Joaquin "El Chapo" Guzman stands accused of trafficking at least 200 tons of cocaine into the United States over multiple decades. That adds up to more than 181 million grams—181,436,948 to be exact—which is a whole lot of little plastic baggies. The alleged Mexican drug lord is also charged with killing thousands of people while heading up operations for the infamous Sinaloa cartel, according to a New York Times report, which describes the cartel's formidable trafficking capability using "an ever-changing fleet of trucks, planes, yachts, container ships and submersibles."

The Times story is actually primarily concerned with a new legal gambit El Chapo is rolling out.
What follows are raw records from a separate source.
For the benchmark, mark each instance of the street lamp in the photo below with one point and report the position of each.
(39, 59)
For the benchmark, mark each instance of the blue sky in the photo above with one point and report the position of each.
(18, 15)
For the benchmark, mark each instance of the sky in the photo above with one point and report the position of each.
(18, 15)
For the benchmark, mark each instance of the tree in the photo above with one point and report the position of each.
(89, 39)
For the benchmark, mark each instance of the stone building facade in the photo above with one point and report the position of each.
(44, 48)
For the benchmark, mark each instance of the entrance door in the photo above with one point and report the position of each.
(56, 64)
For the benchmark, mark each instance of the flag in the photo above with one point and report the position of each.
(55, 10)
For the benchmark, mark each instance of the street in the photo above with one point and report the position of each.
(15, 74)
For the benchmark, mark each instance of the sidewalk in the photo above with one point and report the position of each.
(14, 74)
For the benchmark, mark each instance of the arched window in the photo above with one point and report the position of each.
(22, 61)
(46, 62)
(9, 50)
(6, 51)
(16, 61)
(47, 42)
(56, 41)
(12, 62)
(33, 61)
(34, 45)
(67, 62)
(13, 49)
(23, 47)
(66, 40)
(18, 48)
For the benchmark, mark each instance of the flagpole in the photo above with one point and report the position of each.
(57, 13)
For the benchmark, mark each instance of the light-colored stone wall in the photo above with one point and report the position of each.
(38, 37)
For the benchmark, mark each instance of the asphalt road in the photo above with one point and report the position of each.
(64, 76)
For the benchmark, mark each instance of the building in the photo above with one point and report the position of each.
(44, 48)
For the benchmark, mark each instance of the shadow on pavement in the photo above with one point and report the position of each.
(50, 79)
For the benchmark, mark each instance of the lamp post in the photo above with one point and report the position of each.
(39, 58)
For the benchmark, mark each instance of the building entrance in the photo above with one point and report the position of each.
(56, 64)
Guzman is challenging his extradition to Brooklyn on procedural grounds, with his American public defenders filing paperwork to the effect that the Mexican government had agreed only to send Guzman to Texas or California—where he'd been "identified in absentia"—but on the morning before he was set to be hauled off in "a small police jet," the government suddenly agreed to ship him off to the Big Apple. His lawyers dispute Mexican government officials could have followed proper protocol and obtained all the necessary paperwork in a matter of hours.

While the complaint doesn't directly dispute the meat of the case—that Guzman is a prolific international drug trafficker responsible for the deaths of thousands—it does challenge federal prosecutors' attempts to seize $14 billion in assets from El Chapo. The asset forfeiture claims weren't part of the original extradition papers, so his lawyers view the move as a breach of what's called "the Rule of Specialty," an extradition policy that "requires defendants to be tried only on the specific charges for which they are extradited." That's also what they believe was breached when the Mexican government sent El Chapo to Brooklyn.

This is apparently just the latest complex legal maneuver in a case that has moved from bold-face headlines to procedural mumbo-jumbo since Guzman arrived Stateside. While the lawyers fight it out, though, he'll be stuck in a jail described as "worse than Guantanamo. It is about as soul-negating existence as there is in this country in the federal system." So there's that.